According to Jacobson in a recent Forbes piece, “What we’ve found is that the imbalance in the renin-angiotensin system (RAS) pathway that appeared to be present in COVID-19 patients could be responsible for constantly resensitizing bradykinin receptors. So, this imbalance in the RAS pathways will take the brakes off the bottom of the bradykinin pathway at the receptor level. In addition, the downregulation of the ACE gene in COVID-19 patients, which usually degrades bradykinin, is another key imbalance in the regulation of bradykinin levels. We have also observed that the key negative regulator at the top of the bradykinin pathway is dramatically down-regulated. Thus, you likely have an increase in bradykinin production as well, stopping many of the braking mechanisms usually in place, so the bradykinin signal spirals out of control.”
Hence an incredible crunching of data led the team to uncover that gene expression modifications likely to trigger creation of bradykinin. Moreover, those enzymes that can help the body breakdown these peptides are decreased in expression.
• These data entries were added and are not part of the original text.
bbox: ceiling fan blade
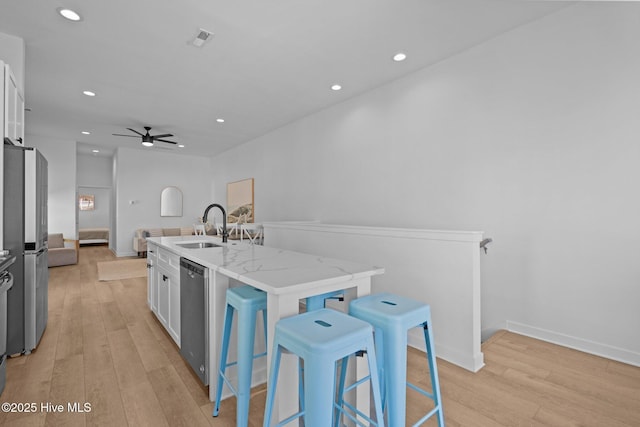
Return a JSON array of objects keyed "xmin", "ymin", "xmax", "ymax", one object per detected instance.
[
  {"xmin": 111, "ymin": 133, "xmax": 140, "ymax": 138},
  {"xmin": 127, "ymin": 128, "xmax": 144, "ymax": 136}
]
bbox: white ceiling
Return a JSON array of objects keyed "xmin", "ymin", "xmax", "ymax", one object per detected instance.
[{"xmin": 0, "ymin": 0, "xmax": 567, "ymax": 156}]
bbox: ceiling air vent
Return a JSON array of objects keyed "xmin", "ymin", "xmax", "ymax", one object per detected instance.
[{"xmin": 191, "ymin": 28, "xmax": 213, "ymax": 47}]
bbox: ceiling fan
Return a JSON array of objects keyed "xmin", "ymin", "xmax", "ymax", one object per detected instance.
[{"xmin": 112, "ymin": 126, "xmax": 177, "ymax": 147}]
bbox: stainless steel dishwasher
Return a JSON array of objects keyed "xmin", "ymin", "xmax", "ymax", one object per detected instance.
[{"xmin": 180, "ymin": 257, "xmax": 209, "ymax": 385}]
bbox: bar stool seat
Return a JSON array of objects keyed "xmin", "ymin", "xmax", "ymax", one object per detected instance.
[
  {"xmin": 263, "ymin": 308, "xmax": 384, "ymax": 427},
  {"xmin": 349, "ymin": 293, "xmax": 444, "ymax": 427},
  {"xmin": 213, "ymin": 285, "xmax": 267, "ymax": 427}
]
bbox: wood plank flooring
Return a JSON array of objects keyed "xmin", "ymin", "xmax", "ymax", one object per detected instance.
[{"xmin": 0, "ymin": 246, "xmax": 640, "ymax": 427}]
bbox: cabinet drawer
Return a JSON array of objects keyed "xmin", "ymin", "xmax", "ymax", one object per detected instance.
[{"xmin": 158, "ymin": 248, "xmax": 180, "ymax": 277}]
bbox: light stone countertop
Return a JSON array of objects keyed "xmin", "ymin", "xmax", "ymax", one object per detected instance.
[{"xmin": 147, "ymin": 236, "xmax": 384, "ymax": 294}]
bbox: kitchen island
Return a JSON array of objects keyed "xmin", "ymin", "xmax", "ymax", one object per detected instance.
[{"xmin": 147, "ymin": 236, "xmax": 384, "ymax": 422}]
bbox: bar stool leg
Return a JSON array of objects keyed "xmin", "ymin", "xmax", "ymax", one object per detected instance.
[
  {"xmin": 384, "ymin": 329, "xmax": 407, "ymax": 426},
  {"xmin": 262, "ymin": 346, "xmax": 282, "ymax": 427},
  {"xmin": 213, "ymin": 304, "xmax": 234, "ymax": 417},
  {"xmin": 423, "ymin": 321, "xmax": 444, "ymax": 427},
  {"xmin": 304, "ymin": 359, "xmax": 335, "ymax": 427},
  {"xmin": 236, "ymin": 304, "xmax": 256, "ymax": 426}
]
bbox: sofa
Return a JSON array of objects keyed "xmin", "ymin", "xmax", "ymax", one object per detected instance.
[
  {"xmin": 133, "ymin": 226, "xmax": 215, "ymax": 256},
  {"xmin": 48, "ymin": 233, "xmax": 79, "ymax": 267}
]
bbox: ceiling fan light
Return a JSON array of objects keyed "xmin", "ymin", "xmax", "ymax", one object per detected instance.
[{"xmin": 57, "ymin": 7, "xmax": 82, "ymax": 22}]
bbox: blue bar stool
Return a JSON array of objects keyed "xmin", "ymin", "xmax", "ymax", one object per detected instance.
[
  {"xmin": 213, "ymin": 285, "xmax": 267, "ymax": 427},
  {"xmin": 349, "ymin": 293, "xmax": 444, "ymax": 427},
  {"xmin": 263, "ymin": 308, "xmax": 384, "ymax": 427},
  {"xmin": 305, "ymin": 291, "xmax": 344, "ymax": 311}
]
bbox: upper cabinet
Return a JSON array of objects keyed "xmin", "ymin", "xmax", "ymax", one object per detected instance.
[{"xmin": 0, "ymin": 62, "xmax": 24, "ymax": 145}]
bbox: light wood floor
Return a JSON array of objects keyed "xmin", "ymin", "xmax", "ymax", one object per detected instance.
[{"xmin": 0, "ymin": 246, "xmax": 640, "ymax": 427}]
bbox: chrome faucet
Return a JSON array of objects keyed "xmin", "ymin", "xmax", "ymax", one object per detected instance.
[{"xmin": 202, "ymin": 203, "xmax": 229, "ymax": 243}]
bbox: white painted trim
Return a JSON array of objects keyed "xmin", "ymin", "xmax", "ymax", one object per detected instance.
[
  {"xmin": 263, "ymin": 221, "xmax": 484, "ymax": 372},
  {"xmin": 263, "ymin": 221, "xmax": 484, "ymax": 242},
  {"xmin": 507, "ymin": 321, "xmax": 640, "ymax": 367}
]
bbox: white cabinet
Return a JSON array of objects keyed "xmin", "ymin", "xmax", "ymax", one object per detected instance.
[
  {"xmin": 147, "ymin": 241, "xmax": 180, "ymax": 347},
  {"xmin": 2, "ymin": 64, "xmax": 24, "ymax": 145},
  {"xmin": 168, "ymin": 275, "xmax": 180, "ymax": 347},
  {"xmin": 156, "ymin": 267, "xmax": 169, "ymax": 330},
  {"xmin": 147, "ymin": 244, "xmax": 158, "ymax": 313}
]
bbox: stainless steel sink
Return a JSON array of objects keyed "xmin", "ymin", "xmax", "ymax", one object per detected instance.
[{"xmin": 176, "ymin": 242, "xmax": 222, "ymax": 249}]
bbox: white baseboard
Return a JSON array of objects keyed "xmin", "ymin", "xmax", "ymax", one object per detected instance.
[
  {"xmin": 506, "ymin": 321, "xmax": 640, "ymax": 367},
  {"xmin": 111, "ymin": 249, "xmax": 138, "ymax": 258}
]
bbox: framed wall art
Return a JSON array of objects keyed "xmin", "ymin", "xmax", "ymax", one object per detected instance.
[
  {"xmin": 78, "ymin": 194, "xmax": 96, "ymax": 211},
  {"xmin": 227, "ymin": 178, "xmax": 255, "ymax": 223}
]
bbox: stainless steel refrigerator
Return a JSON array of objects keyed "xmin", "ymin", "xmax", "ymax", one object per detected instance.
[{"xmin": 3, "ymin": 144, "xmax": 49, "ymax": 355}]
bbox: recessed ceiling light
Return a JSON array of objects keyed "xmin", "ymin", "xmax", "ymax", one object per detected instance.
[
  {"xmin": 56, "ymin": 7, "xmax": 82, "ymax": 22},
  {"xmin": 393, "ymin": 52, "xmax": 407, "ymax": 62}
]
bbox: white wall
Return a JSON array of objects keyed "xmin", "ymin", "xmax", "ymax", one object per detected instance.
[
  {"xmin": 211, "ymin": 2, "xmax": 640, "ymax": 364},
  {"xmin": 0, "ymin": 33, "xmax": 25, "ymax": 248},
  {"xmin": 112, "ymin": 148, "xmax": 211, "ymax": 256},
  {"xmin": 25, "ymin": 135, "xmax": 78, "ymax": 239},
  {"xmin": 0, "ymin": 33, "xmax": 25, "ymax": 94},
  {"xmin": 78, "ymin": 154, "xmax": 113, "ymax": 188}
]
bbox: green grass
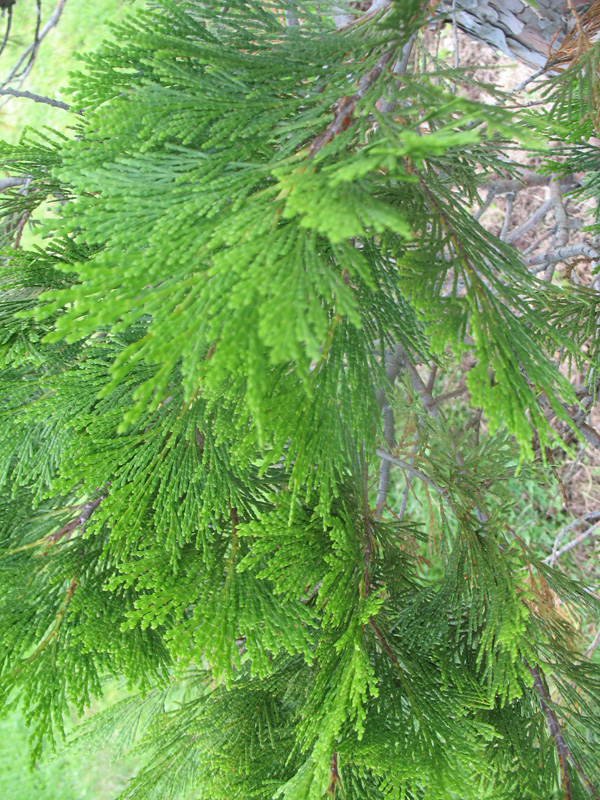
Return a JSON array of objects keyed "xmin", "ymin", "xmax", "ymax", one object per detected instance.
[
  {"xmin": 0, "ymin": 711, "xmax": 136, "ymax": 800},
  {"xmin": 0, "ymin": 0, "xmax": 143, "ymax": 800}
]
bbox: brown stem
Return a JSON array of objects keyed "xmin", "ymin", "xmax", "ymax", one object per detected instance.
[
  {"xmin": 308, "ymin": 47, "xmax": 398, "ymax": 159},
  {"xmin": 327, "ymin": 750, "xmax": 340, "ymax": 797},
  {"xmin": 525, "ymin": 661, "xmax": 599, "ymax": 800}
]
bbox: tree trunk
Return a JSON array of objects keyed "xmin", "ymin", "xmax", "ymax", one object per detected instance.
[{"xmin": 440, "ymin": 0, "xmax": 600, "ymax": 69}]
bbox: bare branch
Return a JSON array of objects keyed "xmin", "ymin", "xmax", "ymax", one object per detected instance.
[
  {"xmin": 2, "ymin": 0, "xmax": 67, "ymax": 92},
  {"xmin": 525, "ymin": 242, "xmax": 600, "ymax": 272},
  {"xmin": 0, "ymin": 88, "xmax": 71, "ymax": 111}
]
The result could be a significant accumulation of bradykinin, hence leading to blood vessel leakage.
Vitamin D Link
As Vitamin D helps to regulate the RAS pathway, the ORNL team also investigated connections between vitamin D binding sites and RAS-bradykinin genes. Interestingly, the team observed that those with severe COVID-19 often experience deficiencies with vitamin D.
The researchers found a link to Vitamin D, as Jacobson notes in the Forbes article, “The Vitamin D link was an interesting one that affects the very early steps of the RAS pathway. It is simply one component involved in a complex system, and we’re probably going to have to target multiple treatments across the entire system to break the cascade. One single intervention alone is probably not going to solve it. But if we can understand all the different components and target those collectively, I think we can have a better shot at it.”
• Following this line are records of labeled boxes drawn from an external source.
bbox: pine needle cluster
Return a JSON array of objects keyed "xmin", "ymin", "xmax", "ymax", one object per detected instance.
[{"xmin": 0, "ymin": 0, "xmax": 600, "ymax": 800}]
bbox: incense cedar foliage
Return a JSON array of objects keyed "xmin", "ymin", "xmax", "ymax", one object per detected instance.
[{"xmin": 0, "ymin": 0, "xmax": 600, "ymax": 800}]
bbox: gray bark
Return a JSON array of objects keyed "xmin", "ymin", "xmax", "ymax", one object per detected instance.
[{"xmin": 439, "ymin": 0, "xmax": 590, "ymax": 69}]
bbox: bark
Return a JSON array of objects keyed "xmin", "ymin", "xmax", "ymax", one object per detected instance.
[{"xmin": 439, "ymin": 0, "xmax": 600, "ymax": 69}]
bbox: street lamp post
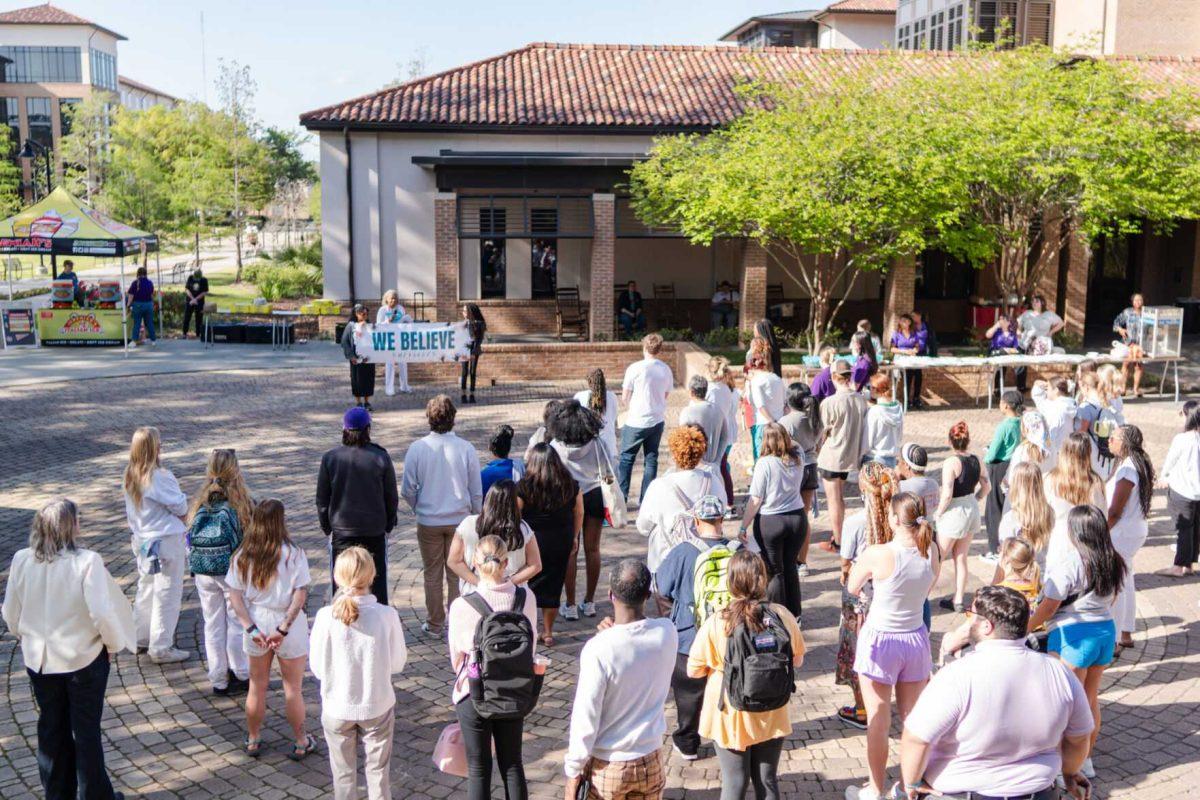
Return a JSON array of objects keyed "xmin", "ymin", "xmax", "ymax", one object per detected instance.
[{"xmin": 17, "ymin": 139, "xmax": 59, "ymax": 279}]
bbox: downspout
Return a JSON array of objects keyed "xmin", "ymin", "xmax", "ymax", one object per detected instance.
[{"xmin": 342, "ymin": 125, "xmax": 355, "ymax": 306}]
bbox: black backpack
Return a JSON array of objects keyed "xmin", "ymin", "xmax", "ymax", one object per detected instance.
[
  {"xmin": 464, "ymin": 587, "xmax": 544, "ymax": 720},
  {"xmin": 720, "ymin": 603, "xmax": 796, "ymax": 711}
]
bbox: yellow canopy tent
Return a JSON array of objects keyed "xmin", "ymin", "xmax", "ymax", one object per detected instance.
[{"xmin": 0, "ymin": 186, "xmax": 162, "ymax": 353}]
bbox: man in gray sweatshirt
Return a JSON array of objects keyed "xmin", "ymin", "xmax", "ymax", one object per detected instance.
[
  {"xmin": 679, "ymin": 375, "xmax": 732, "ymax": 465},
  {"xmin": 400, "ymin": 395, "xmax": 484, "ymax": 636}
]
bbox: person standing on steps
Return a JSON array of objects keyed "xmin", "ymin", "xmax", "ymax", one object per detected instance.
[
  {"xmin": 462, "ymin": 302, "xmax": 487, "ymax": 403},
  {"xmin": 618, "ymin": 333, "xmax": 674, "ymax": 501},
  {"xmin": 317, "ymin": 408, "xmax": 398, "ymax": 606}
]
Now that the team was on to the bradykinin storm hypothesis, based on the data generated, the ORNL team generated in their analysis a number of potentially existing FDA, reusable drugs such as Danazol, Stanozolol, lcatibant, Ecallantide, Berinert, Cinryze and Haegarda. These drugs could possibly be used to reduce the high bradykinin signaling in a bid to stop bradykinin escalation.
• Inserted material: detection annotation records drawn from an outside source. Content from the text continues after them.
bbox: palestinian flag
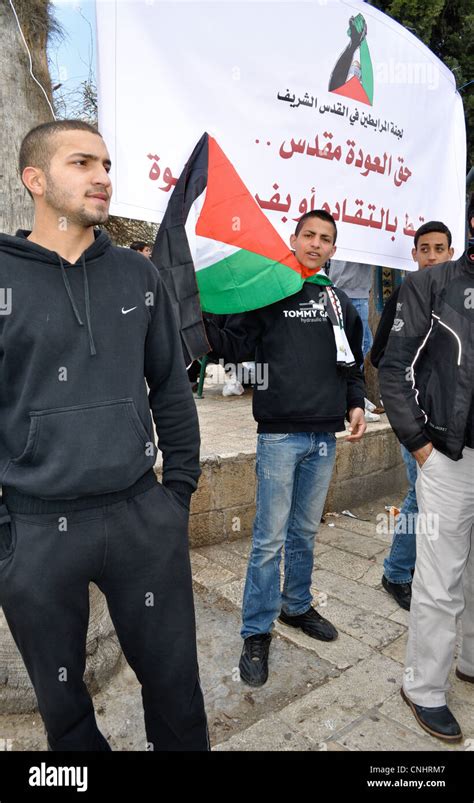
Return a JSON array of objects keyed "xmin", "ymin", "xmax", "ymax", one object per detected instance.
[{"xmin": 152, "ymin": 134, "xmax": 331, "ymax": 356}]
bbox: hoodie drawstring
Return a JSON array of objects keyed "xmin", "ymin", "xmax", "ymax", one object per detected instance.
[
  {"xmin": 81, "ymin": 254, "xmax": 96, "ymax": 355},
  {"xmin": 58, "ymin": 254, "xmax": 97, "ymax": 356}
]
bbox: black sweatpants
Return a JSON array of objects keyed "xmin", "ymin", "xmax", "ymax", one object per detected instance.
[{"xmin": 0, "ymin": 483, "xmax": 209, "ymax": 750}]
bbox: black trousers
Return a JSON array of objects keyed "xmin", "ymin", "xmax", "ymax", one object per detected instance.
[{"xmin": 0, "ymin": 483, "xmax": 209, "ymax": 750}]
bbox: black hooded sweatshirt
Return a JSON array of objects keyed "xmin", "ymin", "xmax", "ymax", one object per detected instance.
[{"xmin": 0, "ymin": 231, "xmax": 200, "ymax": 501}]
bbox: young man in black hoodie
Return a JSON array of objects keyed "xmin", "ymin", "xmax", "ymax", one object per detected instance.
[
  {"xmin": 0, "ymin": 121, "xmax": 208, "ymax": 751},
  {"xmin": 379, "ymin": 208, "xmax": 474, "ymax": 742},
  {"xmin": 206, "ymin": 210, "xmax": 366, "ymax": 686},
  {"xmin": 370, "ymin": 220, "xmax": 454, "ymax": 611}
]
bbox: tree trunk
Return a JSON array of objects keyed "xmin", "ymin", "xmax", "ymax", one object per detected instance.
[{"xmin": 0, "ymin": 0, "xmax": 53, "ymax": 234}]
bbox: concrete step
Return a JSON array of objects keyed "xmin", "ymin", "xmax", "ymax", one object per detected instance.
[{"xmin": 0, "ymin": 497, "xmax": 474, "ymax": 751}]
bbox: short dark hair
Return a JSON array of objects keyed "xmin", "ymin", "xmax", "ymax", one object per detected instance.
[
  {"xmin": 18, "ymin": 120, "xmax": 102, "ymax": 197},
  {"xmin": 295, "ymin": 209, "xmax": 337, "ymax": 243},
  {"xmin": 415, "ymin": 220, "xmax": 453, "ymax": 248},
  {"xmin": 129, "ymin": 240, "xmax": 151, "ymax": 251}
]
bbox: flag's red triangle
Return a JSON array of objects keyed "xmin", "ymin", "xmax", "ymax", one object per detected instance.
[
  {"xmin": 331, "ymin": 75, "xmax": 371, "ymax": 106},
  {"xmin": 196, "ymin": 136, "xmax": 317, "ymax": 275}
]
In parallel, the ORNL team has an ongoing study to analyze the entire SARS-CoV-2 virus from a “systems biology” approach—they believe that any attempts to control or reduce SARS-CoV-2 will require a strategy combining therapies.
The ORNL team along with partners at the U.S. Department of Veterans Affairs, Yale University, Cincinnati Children’s Hospital and the Versiti Blood Research Institute, the University of Kentucky, and the Cincinnati Children’s Hospital continue to proceed, leveraging supercomputing and explainable AI to conduct studies that offer a more comprehensive and holistic point of view with an emphasis of superior understanding of the body’s mechanisms in a bid to discover more economical and beneficial ways to introduce therapies.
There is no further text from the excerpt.